5. The Sharing Workflow

The practical workflow for a multi-site research network: Step 1: Coordinating center builds initial mapping file (Use Case A)
  • Extract all unique local codes from the first participating site
  • Look up each via OMOPHub
  • Human reviews and approves each mapping
  • Save as source_to_concept_map CSV
Step 2: Distribute to network participants
  • Share via GitHub repo, shared drive, or project data package
  • Include review metadata (_match_method, _reviewed, _reviewer)
Step 3: Each site adapts the shared file (Use Case B)
  • Match their local codes against the shared mappings by display name similarity
  • Use OMOPHub to fill gaps (codes not in the shared file)
  • Contribute new mappings back to the shared file
Step 4: Iterate
  • The mapping file grows with each new site
  • Later sites have fewer gaps to fill
  • The coordinating center merges contributions and resolves conflicts
This isn’t a fancy platform feature - it’s a disciplined workflow using standard formats and a fast vocabulary API. But it’s how the Silo Tax actually gets reduced in practice.
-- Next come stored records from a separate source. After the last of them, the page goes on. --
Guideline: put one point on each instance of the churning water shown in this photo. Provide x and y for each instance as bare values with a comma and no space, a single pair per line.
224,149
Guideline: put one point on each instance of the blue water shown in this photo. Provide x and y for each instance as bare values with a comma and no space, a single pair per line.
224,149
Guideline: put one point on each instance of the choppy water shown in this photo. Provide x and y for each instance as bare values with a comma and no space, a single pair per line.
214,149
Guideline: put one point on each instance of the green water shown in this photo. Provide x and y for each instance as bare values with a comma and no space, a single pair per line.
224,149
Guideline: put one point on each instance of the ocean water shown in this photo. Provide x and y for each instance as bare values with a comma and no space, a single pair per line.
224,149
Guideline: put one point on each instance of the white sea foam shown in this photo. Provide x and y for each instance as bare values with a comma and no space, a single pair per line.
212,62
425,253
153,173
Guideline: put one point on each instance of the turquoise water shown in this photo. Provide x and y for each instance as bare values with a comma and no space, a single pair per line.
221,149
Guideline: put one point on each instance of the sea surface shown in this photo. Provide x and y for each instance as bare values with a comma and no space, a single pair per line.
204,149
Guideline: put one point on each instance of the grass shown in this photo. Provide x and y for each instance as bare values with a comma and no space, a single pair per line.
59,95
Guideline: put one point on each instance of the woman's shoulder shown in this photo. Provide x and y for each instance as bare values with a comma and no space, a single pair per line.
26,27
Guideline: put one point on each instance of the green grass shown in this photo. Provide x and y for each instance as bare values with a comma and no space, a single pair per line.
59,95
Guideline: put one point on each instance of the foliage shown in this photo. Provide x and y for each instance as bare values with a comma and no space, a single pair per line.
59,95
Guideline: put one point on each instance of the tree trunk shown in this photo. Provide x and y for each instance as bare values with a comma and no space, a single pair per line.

What a future collaborative mapping feature could add:
  • Centralized, API-accessible mapping repository (search other institutions’ mappings)
  • Confidence scoring based on number of institutions that agree on a mapping
  • Version-controlled mapping provenance
  • Automated conflict detection when institutions map the same local code differently
These would be genuinely valuable - but they require infrastructure beyond what OMOPHub currently provides. The workflow above works today.

6. Conclusion: Share Mappings, Not Just Vocabularies

The Silo Tax persists because sharing local-to-standard mappings is harder than it should be. Standard vocabularies are shared (via Athena). Phenotype definitions are shared (via OHDSI PhenotypeLibrary). But the translation layer - the source_to_concept_map that each site builds laboriously - stays locked in institutional silos. OMOPHub makes building that mapping file fast: search for a local code display name, get back the standard OMOP concept, write it to the mapping table. The source_to_concept_map format makes the file portable: CSV in, CSV out, same schema everywhere. The missing piece isn’t technology - it’s workflow discipline. If your research network adopts the pattern of building, sharing, and iterating on mapping files, the Silo Tax drops with every site that joins. The first hospital does 100% of the mapping work. The second does 30%. By the fifth, it’s mostly review and edge cases. Start with one mapping file. Build it with OMOPHub. Share it with your network. Let the next site extend it. That’s how collaborative mapping works in practice - not with a magic platform, but with standard formats and a fast vocabulary API.